In the deal, the Spirit received the No. 4 overall pick in Thursday's NWSL draft, which they used to select UCLA junior forward Ashley Sanchez. The Spirit also acquired the No. 4 and No. 8 picks of the second round and a 2021 first-rounder.

Washington initially announced that the trade was for a "player to be named later." A post on the team's Twitter account thanking Pugh eventually confirmed the news.

"Thank you @MalPugh for everything you have done for the club and this city. Best of luck with @SkyBlueFC," read the tweet.

Pugh, 21, played in 19 games with seven starts for the U.S. national team in 2019, and her six goals tied for fifth on the team. She made three appearances and scored one goal with one assist as the U.S. claimed gold in the World Cup. She had 10 goals and four assists in three seasons with the Spirit.

Like Pugh, Sanchez is also a member of the USWNT program. After being selected on Thursday, she said the process of turning pro was stressful.

"It was a little stressful, but I'm just really excited," Sanchez said. "This is what I've always dreamed about. And to be at a team like Washington, it's really humbling."

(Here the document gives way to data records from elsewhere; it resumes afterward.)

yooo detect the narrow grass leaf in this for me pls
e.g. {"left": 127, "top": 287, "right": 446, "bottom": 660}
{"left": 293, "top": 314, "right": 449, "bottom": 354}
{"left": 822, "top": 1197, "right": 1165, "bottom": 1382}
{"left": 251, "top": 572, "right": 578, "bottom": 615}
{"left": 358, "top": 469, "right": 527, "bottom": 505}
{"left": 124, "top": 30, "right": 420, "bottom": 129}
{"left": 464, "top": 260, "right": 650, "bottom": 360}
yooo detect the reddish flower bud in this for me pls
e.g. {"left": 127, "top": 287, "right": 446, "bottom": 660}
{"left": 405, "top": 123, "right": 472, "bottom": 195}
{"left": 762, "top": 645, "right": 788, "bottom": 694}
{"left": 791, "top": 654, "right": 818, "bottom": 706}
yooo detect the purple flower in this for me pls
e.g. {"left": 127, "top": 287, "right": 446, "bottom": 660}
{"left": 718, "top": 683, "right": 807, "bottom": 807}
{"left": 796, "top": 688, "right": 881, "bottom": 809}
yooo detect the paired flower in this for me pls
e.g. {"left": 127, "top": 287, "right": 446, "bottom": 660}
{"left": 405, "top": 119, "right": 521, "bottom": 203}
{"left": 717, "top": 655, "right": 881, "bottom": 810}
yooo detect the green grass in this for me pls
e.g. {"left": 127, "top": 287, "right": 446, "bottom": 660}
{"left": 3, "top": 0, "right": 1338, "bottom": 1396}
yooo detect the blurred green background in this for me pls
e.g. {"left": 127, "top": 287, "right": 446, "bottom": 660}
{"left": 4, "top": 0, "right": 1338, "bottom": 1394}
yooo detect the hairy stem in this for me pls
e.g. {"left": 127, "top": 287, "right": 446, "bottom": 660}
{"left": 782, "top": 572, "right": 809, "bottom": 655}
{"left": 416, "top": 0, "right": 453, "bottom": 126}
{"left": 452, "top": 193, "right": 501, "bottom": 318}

Sanchez led UCLA with 15 assists in the 2019 season, tying her own school single-season record from the previous season, and she was second on the team with seven goals. Sanchez is UCLA’s all-time assists leader with 42 and was a 2018 first-team All-American.

"Ashley is one of the most dynamic players to ever play at UCLA," said UCLA head coach Amanda Cromwell. "It's remarkable that she broke our career assists record as a junior. We know Ashley's success as a Bruin will help her in her endeavors as a professional and national team member. We are excited for her future and wish her the best of luck."

In the second round, the Spirit drafted USC's Natalie Jacobs and Washington State's Averie Collins. They drafted Kansas' Katie McClure in the third round and Sanchez's UCLA teammate Kaiya McCullough in the fourth.